There are, of course, many intertwining causes of INACTION on the part of whites (e.g. a useless two-party status quo govt., massive continuous PC propaganda from all quarters, fear of ostracization, etc.) in the stark face of their peril but I think it is still for the most part that old hangman APATHY that is responsible. In The Culture of Critique Kevin McDonald finds that between the McCarren-Walter Immigration legislation of the early 50′s which attempted to preserve the effects of the then three decades old restrictionist legislation of 1924 and the terminally ruinous 1965 Immigration Act the public at large itself was terminally soporific. It remains to be seen if ever increasing quanta of unease and danger will at some nexus awaken “the sleeping giant and fill him with a terrible resolve.” For me that outcome would make for an eschatology of hope and a good read. For all the timid and squeamish out there (and they are legion) the “terrible” part must be dealt with…gingerly.
Wow, you just summed up most of my life in one sentence there, ha!
Some future time? right now at college campus, government jobs, corporate jobs, are off limits to anyone who can’t hold their tougue, or expressions. That’s why I work for myself, whichis better anyhow. The culture of the USA once dominated by Western thought, British common law, has turned into a marxist multicultural cess pool already.

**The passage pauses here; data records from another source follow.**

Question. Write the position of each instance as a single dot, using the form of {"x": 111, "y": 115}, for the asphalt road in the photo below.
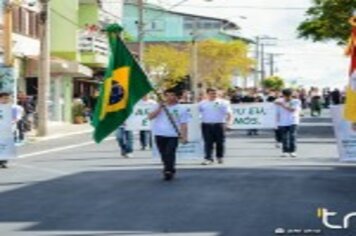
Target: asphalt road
{"x": 74, "y": 187}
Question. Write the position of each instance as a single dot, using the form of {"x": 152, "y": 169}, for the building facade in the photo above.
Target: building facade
{"x": 162, "y": 25}
{"x": 79, "y": 50}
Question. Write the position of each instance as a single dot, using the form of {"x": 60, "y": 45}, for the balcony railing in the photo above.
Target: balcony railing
{"x": 94, "y": 42}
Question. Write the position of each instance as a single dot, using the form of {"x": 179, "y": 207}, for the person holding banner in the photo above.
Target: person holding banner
{"x": 145, "y": 135}
{"x": 169, "y": 123}
{"x": 288, "y": 115}
{"x": 215, "y": 114}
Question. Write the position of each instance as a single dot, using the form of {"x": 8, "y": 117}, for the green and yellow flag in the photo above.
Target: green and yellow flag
{"x": 124, "y": 85}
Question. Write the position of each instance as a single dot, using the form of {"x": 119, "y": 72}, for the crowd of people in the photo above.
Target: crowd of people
{"x": 169, "y": 121}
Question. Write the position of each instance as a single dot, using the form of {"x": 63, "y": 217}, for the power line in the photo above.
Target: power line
{"x": 249, "y": 7}
{"x": 232, "y": 6}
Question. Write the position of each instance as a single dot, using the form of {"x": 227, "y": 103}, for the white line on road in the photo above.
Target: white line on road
{"x": 48, "y": 170}
{"x": 59, "y": 149}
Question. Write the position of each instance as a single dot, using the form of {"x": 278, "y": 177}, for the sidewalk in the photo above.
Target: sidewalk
{"x": 59, "y": 130}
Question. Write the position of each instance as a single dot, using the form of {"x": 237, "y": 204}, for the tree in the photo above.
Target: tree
{"x": 328, "y": 20}
{"x": 219, "y": 61}
{"x": 167, "y": 65}
{"x": 273, "y": 82}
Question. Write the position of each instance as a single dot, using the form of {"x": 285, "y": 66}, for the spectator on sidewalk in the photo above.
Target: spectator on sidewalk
{"x": 19, "y": 125}
{"x": 336, "y": 97}
{"x": 5, "y": 99}
{"x": 288, "y": 114}
{"x": 272, "y": 97}
{"x": 216, "y": 114}
{"x": 165, "y": 134}
{"x": 124, "y": 139}
{"x": 315, "y": 102}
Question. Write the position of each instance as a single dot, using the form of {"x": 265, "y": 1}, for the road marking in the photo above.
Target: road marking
{"x": 59, "y": 149}
{"x": 47, "y": 170}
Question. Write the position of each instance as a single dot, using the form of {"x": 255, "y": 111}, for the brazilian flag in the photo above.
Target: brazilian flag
{"x": 124, "y": 85}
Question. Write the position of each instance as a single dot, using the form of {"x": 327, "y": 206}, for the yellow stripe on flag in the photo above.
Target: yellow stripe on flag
{"x": 350, "y": 105}
{"x": 121, "y": 76}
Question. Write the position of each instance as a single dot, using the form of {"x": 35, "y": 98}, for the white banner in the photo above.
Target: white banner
{"x": 254, "y": 116}
{"x": 194, "y": 148}
{"x": 345, "y": 133}
{"x": 7, "y": 144}
{"x": 139, "y": 118}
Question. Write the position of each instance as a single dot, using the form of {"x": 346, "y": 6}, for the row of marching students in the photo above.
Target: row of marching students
{"x": 216, "y": 116}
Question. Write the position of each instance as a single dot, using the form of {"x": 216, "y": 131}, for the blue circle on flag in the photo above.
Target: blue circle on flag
{"x": 117, "y": 93}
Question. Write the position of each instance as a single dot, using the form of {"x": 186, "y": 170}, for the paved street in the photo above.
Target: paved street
{"x": 71, "y": 186}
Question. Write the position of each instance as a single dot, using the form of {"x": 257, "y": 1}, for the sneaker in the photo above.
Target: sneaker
{"x": 3, "y": 165}
{"x": 207, "y": 162}
{"x": 284, "y": 154}
{"x": 167, "y": 176}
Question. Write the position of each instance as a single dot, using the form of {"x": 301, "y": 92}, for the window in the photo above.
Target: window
{"x": 157, "y": 25}
{"x": 25, "y": 22}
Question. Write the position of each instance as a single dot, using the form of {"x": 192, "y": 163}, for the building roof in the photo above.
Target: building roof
{"x": 159, "y": 8}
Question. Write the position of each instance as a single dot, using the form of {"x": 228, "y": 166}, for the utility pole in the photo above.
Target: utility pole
{"x": 140, "y": 30}
{"x": 257, "y": 57}
{"x": 271, "y": 64}
{"x": 263, "y": 73}
{"x": 194, "y": 69}
{"x": 44, "y": 71}
{"x": 7, "y": 34}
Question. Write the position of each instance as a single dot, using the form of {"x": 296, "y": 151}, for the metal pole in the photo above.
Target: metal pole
{"x": 257, "y": 57}
{"x": 194, "y": 72}
{"x": 271, "y": 61}
{"x": 262, "y": 62}
{"x": 140, "y": 30}
{"x": 8, "y": 56}
{"x": 44, "y": 72}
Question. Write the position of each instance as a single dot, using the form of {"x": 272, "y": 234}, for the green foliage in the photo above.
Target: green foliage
{"x": 218, "y": 61}
{"x": 127, "y": 37}
{"x": 328, "y": 20}
{"x": 78, "y": 109}
{"x": 273, "y": 82}
{"x": 167, "y": 65}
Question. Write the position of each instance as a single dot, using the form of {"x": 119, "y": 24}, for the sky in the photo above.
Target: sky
{"x": 300, "y": 60}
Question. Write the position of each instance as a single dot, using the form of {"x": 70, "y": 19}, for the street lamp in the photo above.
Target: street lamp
{"x": 44, "y": 71}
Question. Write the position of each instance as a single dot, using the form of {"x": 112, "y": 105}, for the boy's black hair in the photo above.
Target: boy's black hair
{"x": 211, "y": 90}
{"x": 4, "y": 94}
{"x": 287, "y": 92}
{"x": 177, "y": 92}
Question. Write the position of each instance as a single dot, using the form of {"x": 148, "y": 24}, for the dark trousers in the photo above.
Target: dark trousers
{"x": 213, "y": 134}
{"x": 278, "y": 135}
{"x": 145, "y": 138}
{"x": 289, "y": 138}
{"x": 167, "y": 147}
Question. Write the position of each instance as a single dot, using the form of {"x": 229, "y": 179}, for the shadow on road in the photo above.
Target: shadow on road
{"x": 227, "y": 201}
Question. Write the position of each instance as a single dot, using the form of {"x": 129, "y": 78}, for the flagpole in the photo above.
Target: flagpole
{"x": 160, "y": 99}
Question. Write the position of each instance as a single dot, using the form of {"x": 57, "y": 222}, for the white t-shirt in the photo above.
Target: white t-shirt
{"x": 147, "y": 102}
{"x": 285, "y": 117}
{"x": 214, "y": 111}
{"x": 162, "y": 126}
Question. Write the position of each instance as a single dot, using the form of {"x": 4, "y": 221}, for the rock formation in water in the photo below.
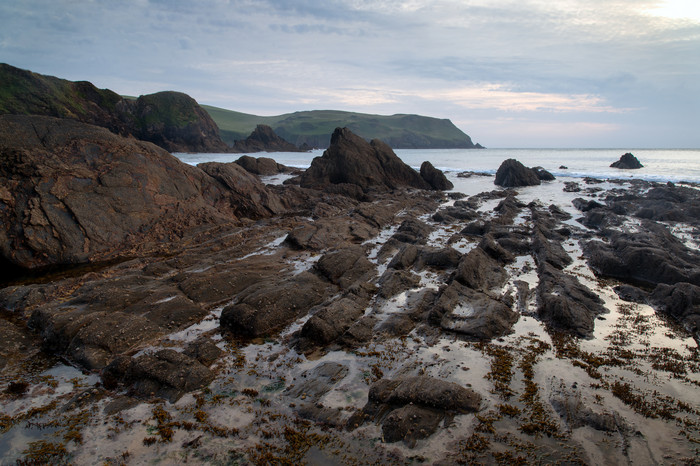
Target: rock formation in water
{"x": 352, "y": 160}
{"x": 627, "y": 162}
{"x": 512, "y": 174}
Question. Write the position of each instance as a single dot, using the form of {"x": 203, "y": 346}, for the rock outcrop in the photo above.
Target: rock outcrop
{"x": 262, "y": 166}
{"x": 171, "y": 120}
{"x": 512, "y": 174}
{"x": 369, "y": 165}
{"x": 434, "y": 177}
{"x": 627, "y": 162}
{"x": 73, "y": 193}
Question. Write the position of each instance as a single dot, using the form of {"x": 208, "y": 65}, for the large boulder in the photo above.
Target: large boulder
{"x": 72, "y": 192}
{"x": 627, "y": 162}
{"x": 434, "y": 177}
{"x": 369, "y": 165}
{"x": 512, "y": 174}
{"x": 263, "y": 166}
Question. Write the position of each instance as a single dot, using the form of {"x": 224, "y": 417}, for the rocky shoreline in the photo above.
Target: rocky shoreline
{"x": 358, "y": 313}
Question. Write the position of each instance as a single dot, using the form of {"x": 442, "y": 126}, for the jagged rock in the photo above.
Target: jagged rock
{"x": 434, "y": 177}
{"x": 413, "y": 231}
{"x": 264, "y": 139}
{"x": 566, "y": 303}
{"x": 166, "y": 373}
{"x": 425, "y": 391}
{"x": 78, "y": 193}
{"x": 171, "y": 120}
{"x": 627, "y": 162}
{"x": 263, "y": 166}
{"x": 351, "y": 159}
{"x": 203, "y": 350}
{"x": 479, "y": 271}
{"x": 393, "y": 282}
{"x": 269, "y": 306}
{"x": 472, "y": 313}
{"x": 682, "y": 301}
{"x": 543, "y": 174}
{"x": 244, "y": 195}
{"x": 346, "y": 267}
{"x": 650, "y": 257}
{"x": 512, "y": 174}
{"x": 410, "y": 423}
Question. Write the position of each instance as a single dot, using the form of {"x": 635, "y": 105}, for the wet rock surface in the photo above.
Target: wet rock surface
{"x": 627, "y": 162}
{"x": 369, "y": 327}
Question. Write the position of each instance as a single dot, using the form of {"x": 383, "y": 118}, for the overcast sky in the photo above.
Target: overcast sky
{"x": 521, "y": 73}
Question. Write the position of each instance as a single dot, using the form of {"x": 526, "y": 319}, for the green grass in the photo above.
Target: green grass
{"x": 315, "y": 127}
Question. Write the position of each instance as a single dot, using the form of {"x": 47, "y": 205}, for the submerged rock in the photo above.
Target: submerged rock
{"x": 512, "y": 174}
{"x": 369, "y": 165}
{"x": 627, "y": 162}
{"x": 434, "y": 177}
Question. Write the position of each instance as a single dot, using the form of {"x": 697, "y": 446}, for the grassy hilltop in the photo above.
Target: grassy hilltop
{"x": 316, "y": 126}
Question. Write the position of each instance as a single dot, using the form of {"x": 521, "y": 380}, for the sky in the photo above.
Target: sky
{"x": 521, "y": 73}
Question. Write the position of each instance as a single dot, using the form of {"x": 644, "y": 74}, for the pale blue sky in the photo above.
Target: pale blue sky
{"x": 521, "y": 73}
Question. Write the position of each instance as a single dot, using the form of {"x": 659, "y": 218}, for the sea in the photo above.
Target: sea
{"x": 662, "y": 165}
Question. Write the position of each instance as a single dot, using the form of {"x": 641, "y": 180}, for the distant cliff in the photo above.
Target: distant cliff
{"x": 171, "y": 120}
{"x": 314, "y": 128}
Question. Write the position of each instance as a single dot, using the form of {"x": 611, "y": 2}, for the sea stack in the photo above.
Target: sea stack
{"x": 627, "y": 162}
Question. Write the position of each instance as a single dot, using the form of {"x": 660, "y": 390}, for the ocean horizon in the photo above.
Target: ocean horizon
{"x": 661, "y": 165}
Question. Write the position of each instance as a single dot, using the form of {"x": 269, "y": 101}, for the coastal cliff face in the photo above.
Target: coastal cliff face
{"x": 171, "y": 120}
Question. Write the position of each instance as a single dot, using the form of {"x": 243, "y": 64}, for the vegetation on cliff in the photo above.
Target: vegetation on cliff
{"x": 314, "y": 128}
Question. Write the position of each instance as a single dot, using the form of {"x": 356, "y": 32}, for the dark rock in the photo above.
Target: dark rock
{"x": 262, "y": 166}
{"x": 631, "y": 294}
{"x": 627, "y": 162}
{"x": 479, "y": 271}
{"x": 434, "y": 177}
{"x": 405, "y": 258}
{"x": 681, "y": 301}
{"x": 346, "y": 266}
{"x": 442, "y": 258}
{"x": 74, "y": 193}
{"x": 89, "y": 338}
{"x": 410, "y": 423}
{"x": 413, "y": 231}
{"x": 264, "y": 139}
{"x": 547, "y": 251}
{"x": 565, "y": 303}
{"x": 586, "y": 205}
{"x": 393, "y": 282}
{"x": 650, "y": 257}
{"x": 396, "y": 326}
{"x": 451, "y": 214}
{"x": 351, "y": 159}
{"x": 269, "y": 306}
{"x": 166, "y": 374}
{"x": 203, "y": 350}
{"x": 543, "y": 174}
{"x": 495, "y": 250}
{"x": 244, "y": 194}
{"x": 512, "y": 174}
{"x": 316, "y": 382}
{"x": 425, "y": 391}
{"x": 329, "y": 323}
{"x": 571, "y": 187}
{"x": 473, "y": 313}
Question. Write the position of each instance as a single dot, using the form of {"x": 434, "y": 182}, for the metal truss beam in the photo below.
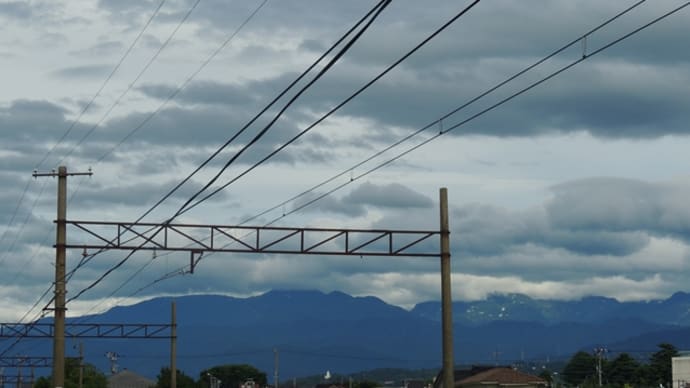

“He decided to change his tact.”
Sorry about that – my only error. I proofed the thing three (3) times. And yet one could change one’s tact I imagine. I’ve
done it several times.
‘And all that, to restore white “mediocity”.
Because mediocrity would represent a tremendous advance over current conditions. Get it?
“ending up in infantilisms (worse than your Aryan heros) with whips and guns…”
Not at all; these implements are not put to use in the book.
“I don’t think we need literature that specifically promotes White grievances”
And yet those books that promote black, jewish, latino, and
lesbian grievances appear to have been extraordinarily effective.
“no revolution has ever been supported by pessimistic literature of the Perdue type.”
I shall strive to be more cheerful, yes and more revolutionary, too!
Tito
@tito perdue: What a gracious, witty, and gentlemanly response to your critics, Mr. Perdue!
Since I was the one who groaned over “tact,” let me admit that in one of the encyclopedias I edited, the word “labor” turned up thrice in the same paragraph in a certain article. Twice it was spelled in the British fashion: “labour”. Since the house style was American English, all three occurrences should have been “labor”. The author missed the gaffe, my copy editor missed the gaffe, my proofreader missed the gaffe, and finally I missed the gaffe. Yet a reviewer for one of the publishing trade rags, flipping through the set’s 1,400 pages of articles and back matter, found this paragraph and the spelling anomaly and commented upon it in his review. Oh, how I wished then that I knew some big Sicilian guys in ill-fitting suits!